While I say “superiors” they were all barely past twenty themselves. Flight Petty Officer 1st Class Saburo Sakai, the oldest NCO there, was only around twenty-five at the time. But to me, they seemed almost middle-aged.

Looking back now, we were all so very young.

___

Around then, Nagumo Mobile Task Force was taking southern island after island by storm, and the Navy built forward bases on each. To these, aviation units from the interior moved out in quick succession. Soon, the Tainan Air Corps received orders to advance to Rabaul, located on New Britain Island, past the equator, in the northeast part of New Guinea. The island had just recently come under Japan’s control, in February of 1942, and the base was some 6,000 kilometers away from Japan proper. It became our farthest-flung base in the South Pacific.

We traveled to Rabaul in the spring of ’42 on a troop transport ship. On the way, there was intel that a submarine was tailing us, so until we reached Rabaul we felt very helpless. The transport ship was the Komaki-maru. We had only a small submarine chaser as our escort, so if an enemy sub attacked us in earnest, we were as good as dead. The day after the transport ship docked at Rabaul, it was bombed by enemy planes and sank there in the harbor. The ship was later converted into Komaki Pier.

I realized this later, but had the Komaki-maru been sunk at sea, it would have dealt a major blow to the Tainan Air Corps and to the Imperial Navy as a whole. Losing so many highly skilled fighter pilots at once would have been an incalculable setback. At the time, the Combined Fleet had many warships merely idling in the Truk Lagoon, so they could have sent a couple of destroyers to protect us pilots. But perhaps the brass thought of pilots as easily replaceable commodities.

___

Rabaul was a beautiful place, with limpid blue waters and clear skies, palm trees along the shoreline, and a volcano in the distance. There was an old town near the airfield with houses where Westerners had lived. These houses were European in style, of course, and the look of the town was elegant and refined. But apart from that town, the rest of the island was unspoiled nature. The so-called airfield was actually just a broad field. When we arrived, our planes weren’t there yet. Just a few seaplanes floated in the harbor. Rabaul had a good natural one that later became a berth for warships.

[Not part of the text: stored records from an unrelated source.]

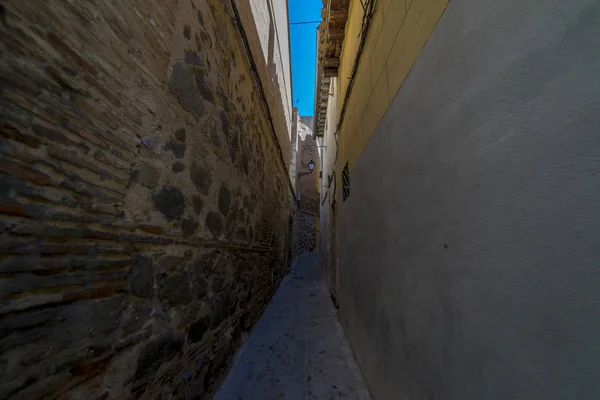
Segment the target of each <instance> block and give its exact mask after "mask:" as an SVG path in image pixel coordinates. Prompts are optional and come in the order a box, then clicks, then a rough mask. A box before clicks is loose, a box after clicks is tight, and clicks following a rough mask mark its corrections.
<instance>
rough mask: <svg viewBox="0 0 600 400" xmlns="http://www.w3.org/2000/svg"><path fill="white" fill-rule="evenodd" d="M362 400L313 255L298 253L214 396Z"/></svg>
mask: <svg viewBox="0 0 600 400" xmlns="http://www.w3.org/2000/svg"><path fill="white" fill-rule="evenodd" d="M242 399H243V400H264V399H290V400H304V399H306V400H309V399H310V400H312V399H315V400H316V399H319V400H330V399H351V400H368V399H370V396H369V394H368V391H367V388H366V386H365V384H364V382H363V378H362V375H361V372H360V370H359V368H358V366H357V365H356V363H355V361H354V357H353V355H352V351H351V350H350V347H349V344H348V340H347V339H346V337H345V335H344V332H343V330H342V326H341V325H340V323H339V322H338V320H337V317H336V310H335V308H334V306H333V303H332V301H331V298H330V296H329V291H328V290H327V286H326V284H325V281H324V279H323V276H322V272H321V268H320V263H319V257H318V256H317V255H308V254H304V255H301V256H300V257H299V258H298V260H297V261H296V263H295V264H294V267H293V268H292V271H291V272H290V274H289V275H288V276H287V277H286V278H285V279H284V280H283V282H282V284H281V286H280V287H279V290H278V291H277V293H276V294H275V296H274V297H273V299H272V300H271V302H270V303H269V305H268V306H267V308H266V310H265V312H264V314H263V316H262V318H261V319H260V320H259V322H258V323H257V324H256V327H255V328H254V330H253V331H252V333H251V334H250V337H249V338H248V342H247V343H246V345H245V346H244V347H243V348H242V350H241V351H240V352H239V354H238V355H237V357H236V359H235V362H234V364H233V367H232V369H231V371H230V372H229V375H228V376H227V378H226V380H225V382H224V383H223V385H222V386H221V389H220V390H219V391H218V392H217V395H216V396H215V400H242Z"/></svg>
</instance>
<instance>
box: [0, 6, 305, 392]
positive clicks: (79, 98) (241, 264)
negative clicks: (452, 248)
mask: <svg viewBox="0 0 600 400" xmlns="http://www.w3.org/2000/svg"><path fill="white" fill-rule="evenodd" d="M126 3H127V4H126V6H125V5H124V4H123V3H121V2H117V1H111V0H106V1H101V2H95V1H92V0H78V1H76V2H69V1H63V0H60V1H59V0H50V1H45V2H28V1H17V0H9V1H6V2H4V3H3V7H2V9H1V12H2V19H1V21H0V30H1V36H0V49H1V51H0V76H1V77H2V78H1V81H0V82H1V93H2V94H1V96H2V99H1V101H0V115H1V120H0V130H1V133H2V135H1V146H0V151H1V158H0V180H1V182H2V185H1V191H0V213H1V220H0V228H1V232H2V236H1V244H0V246H1V247H2V253H1V258H0V280H1V286H0V288H1V293H0V302H1V303H0V312H1V313H2V319H1V320H0V371H1V372H0V376H1V378H2V379H1V380H0V398H7V397H11V396H12V398H15V399H31V398H41V397H44V398H59V397H60V398H85V399H113V398H115V399H116V398H118V399H125V398H130V397H134V398H137V397H141V398H151V399H155V398H207V397H208V396H209V395H210V393H211V391H213V390H214V389H215V386H216V385H217V384H218V382H219V380H220V379H221V377H222V375H223V373H224V371H225V370H226V368H227V366H228V364H229V363H230V360H231V358H232V356H233V354H234V352H235V351H236V350H237V348H238V347H239V345H240V344H241V342H242V341H243V337H244V332H247V331H248V330H249V329H250V328H251V326H252V325H253V324H254V322H255V321H256V320H257V318H258V317H259V316H260V314H261V311H262V309H263V307H264V306H265V305H266V302H267V301H268V299H269V298H270V296H271V295H272V293H273V291H274V290H275V288H276V287H277V285H278V282H279V281H280V279H281V278H282V276H283V274H284V273H285V272H286V270H287V258H288V257H289V256H290V255H289V254H288V249H289V248H290V244H289V243H286V241H287V240H288V239H287V238H288V237H289V235H288V229H289V217H290V214H291V212H292V207H293V201H292V193H291V191H290V188H289V182H288V175H287V171H286V169H285V166H284V165H283V164H282V162H281V156H280V154H279V149H278V146H277V145H276V143H275V141H274V139H273V135H272V134H271V133H270V131H269V123H268V121H267V119H266V117H265V112H264V108H263V106H262V104H261V102H260V99H259V96H258V93H257V91H255V88H254V85H255V81H254V80H253V77H252V74H251V71H250V65H249V62H248V58H247V56H246V55H245V53H244V47H243V46H242V42H241V40H240V37H239V32H238V30H237V29H236V27H235V25H234V24H233V23H232V18H233V16H232V13H231V10H229V9H228V8H227V7H226V6H225V4H226V2H221V1H218V0H209V1H203V0H192V1H179V2H166V1H162V0H160V1H158V0H132V1H128V2H126ZM280 125H282V126H285V123H282V124H280ZM169 396H172V397H169Z"/></svg>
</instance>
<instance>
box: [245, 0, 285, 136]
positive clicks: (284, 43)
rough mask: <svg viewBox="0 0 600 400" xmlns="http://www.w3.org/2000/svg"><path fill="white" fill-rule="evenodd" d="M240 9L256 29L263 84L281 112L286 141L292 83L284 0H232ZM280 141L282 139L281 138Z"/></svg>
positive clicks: (280, 111) (277, 107)
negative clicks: (261, 56)
mask: <svg viewBox="0 0 600 400" xmlns="http://www.w3.org/2000/svg"><path fill="white" fill-rule="evenodd" d="M235 1H236V4H238V7H239V8H240V9H241V10H244V11H246V13H247V15H248V16H249V17H251V20H252V21H253V24H252V26H253V27H254V28H255V30H256V34H257V36H256V38H257V40H256V41H254V43H253V44H254V45H256V46H257V49H260V51H257V52H256V57H259V56H260V55H262V57H263V59H264V63H261V64H263V65H264V66H266V70H264V71H261V72H263V74H261V78H262V79H263V80H265V86H267V87H269V89H270V90H272V95H273V102H272V104H271V107H272V108H273V109H276V111H278V112H282V113H283V114H282V117H283V118H284V120H285V121H286V122H287V134H288V139H287V141H288V142H289V140H290V134H291V120H292V84H291V76H290V73H291V69H290V42H289V29H288V23H289V18H288V7H287V0H250V1H248V0H235ZM282 141H283V138H282Z"/></svg>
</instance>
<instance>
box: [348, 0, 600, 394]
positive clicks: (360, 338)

I felt like I had arrived at a paradise on the southern seas. I never dreamed back then that such a place would come to be known as the Airmen’s Graveyard.

Afterwards, the converted aircraft carrier Kasuga-maru brought the Zeros to Rabaul. We boarded the carrier to receive the planes, and it was there that I did my first carrier takeoff. It was far easier than I had anticipated.

“Aircraft carriers don’t seem so hard to deal with,” I said to an NCO once we were back in Rabaul.

“Try saying that after doing a landing,” he reprimanded me. At the time I thought he was just being self-important and patronizing, but later when I became carrier-based, I got an ample taste of just how terrifying the landings are.

___

Later, we were transferred from Rabaul to Lae further south on New Guinea. It was a forward base built to capture Port Moresby, also on New Guinea. Port Moresby was 400 nautical miles from Rabaul, a tough distance even for the long-range Zero, so another one was built in Lae. Four hundred nautical miles is about 700 kilometers.

Lae was even emptier than Rabaul. Before the war, Australians had settled in a small town there, but after an earlier air raid by our military, most of the town had burned down. There were several charred houses still standing, and we aircrew dragged simple bedding into the houses and slept there.